Jeden Morgen präsentieren drei bis vier Nachrichtensprecher selbst ausgewählte »News«, die den Webseiten der großen englischsprachigen Nachrichtensender oder Zeitungen entnommen sind. Wieder wird sichtbar, wer wo seine Schwerpunkte hat und wer was für wichtig und mitteilenswert hält. Über den Sprechanlass hinaus bieten diese Präsentationen die Möglichkeit, den Umgang mit »News« zu thematisieren und die Frage aufzuwerfen, wo das, was wir leicht als objektive Tatsache ansehen, herkommt und wie es gemacht wird.

Lesen, Verstehen und Sprechen haben die Schülerinnen und Schüler jetzt fleißig geübt, im Klassengespräch ebenso wie in wiederholten Partner- und Gruppenarbeitsphasen. In der Regel sind mindestens zwei Drittel der Schüler bereit, auch in Gruppenarbeiten Englisch miteinander zu sprechen. Weil das Thema fasziniert, wird die Fremdsprache zum Medium, das einen Austausch ermöglicht und an Schrecken verliert. Und wer nicht selbst Englisch spricht, der hört eben zu, wie das im Klassengespräch ja auch nicht anders ist. Darüber hinaus werden Vokabellisten der wichtigsten Fachbegriffe erstellt und die Ergebnisse der Gespräche in eigenen Texten festgehalten.

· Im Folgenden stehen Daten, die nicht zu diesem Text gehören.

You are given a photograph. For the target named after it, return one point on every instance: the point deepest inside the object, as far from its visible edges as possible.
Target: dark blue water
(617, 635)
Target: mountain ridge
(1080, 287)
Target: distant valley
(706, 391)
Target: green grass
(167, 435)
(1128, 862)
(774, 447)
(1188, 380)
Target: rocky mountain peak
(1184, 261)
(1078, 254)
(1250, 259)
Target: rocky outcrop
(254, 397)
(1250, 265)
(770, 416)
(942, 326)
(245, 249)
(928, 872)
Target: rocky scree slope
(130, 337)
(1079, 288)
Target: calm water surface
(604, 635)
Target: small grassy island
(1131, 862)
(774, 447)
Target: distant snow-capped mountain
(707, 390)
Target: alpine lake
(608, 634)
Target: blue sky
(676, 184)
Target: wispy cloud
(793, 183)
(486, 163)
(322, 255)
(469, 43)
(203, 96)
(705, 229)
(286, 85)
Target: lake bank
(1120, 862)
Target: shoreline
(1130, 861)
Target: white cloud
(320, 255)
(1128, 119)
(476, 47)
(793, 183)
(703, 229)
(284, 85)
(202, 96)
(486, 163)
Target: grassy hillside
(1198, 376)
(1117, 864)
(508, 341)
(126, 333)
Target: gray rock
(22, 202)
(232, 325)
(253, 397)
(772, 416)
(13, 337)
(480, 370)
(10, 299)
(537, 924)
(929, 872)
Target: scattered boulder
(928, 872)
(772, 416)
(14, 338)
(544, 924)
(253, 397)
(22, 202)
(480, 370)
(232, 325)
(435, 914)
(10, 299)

Nun gilt es, die bisherigen Erkenntnisse umzusetzen: In Kleingruppen wird eine eigene Zeitung erstellt. Die Aufgabe bietet Freiraum und verlangt vielfältige Fähigkeiten. Es ist eine Einladung an all die Talente und Interessen, die oft verborgen bleiben und jetzt zum Vorschein kommen. Es muss entschieden werden, an welche Leserschaft sich die Zeitung richtet, danach wird ein Name gesucht. Da dies eine 11. Klasse ist, gilt die Richtlinie, dass die dargestellten Inhalte wahr sein sollen oder zumindest so passieren könnten.

Es ist bereichernd zu erleben, wie motiviert und engagiert sich alle, auch die sonst eher schwächeren Schüler, an die Arbeit machen, wenn sie selber Inhalt und Form gestalten dürfen – selbst wenn der Rahmen »Zeitung« vorgegeben ist. Man mag einwenden, dass die Lehrerin dann ja nicht kontrollieren könne, ob im Team auch wirklich Englisch gesprochen wird, und ob die Texte nicht aus dem Internet kopiert werden. Kontrollieren kann sie das nicht, aber sie kann einen Raum schaffen, in dem sich junge Menschen mit Interesse und Freude in unterschiedlicher Weise mit der englischen Sprache beschäftigen.

Nach etlichen Stunden werden entweder mit Schere und Klebestift oder am Computer die Zeitungen fertiggestellt und voller Stolz in der Klasse präsentiert. Bei der nächsten Monatsfeier werden sie im Foyer zur Ansicht ausliegen.

Die »Media«-Epoche setzte sich in einer »Film-Epoche« fort, in der einige Schüler ihr Interesse am Film entdeckten und beeindruckende Kurzfilme produzierten.

Nicht nur all die mit Freude präsentierten Ergebnisse zeugen davon, dass diese Arbeit lohnenswert ist, sondern auch die Schülerin, die am Ende sagt: »Ich dachte, das wäre total langweilig, weil ich das schon alles kenne, aber jetzt sehe ich Filme und Zeitungen mit ganz anderen Augen.«

Zur Autorin: Ulrike Sievers ist Englischlehrerin an der Freien Waldorfschule Elmshorn.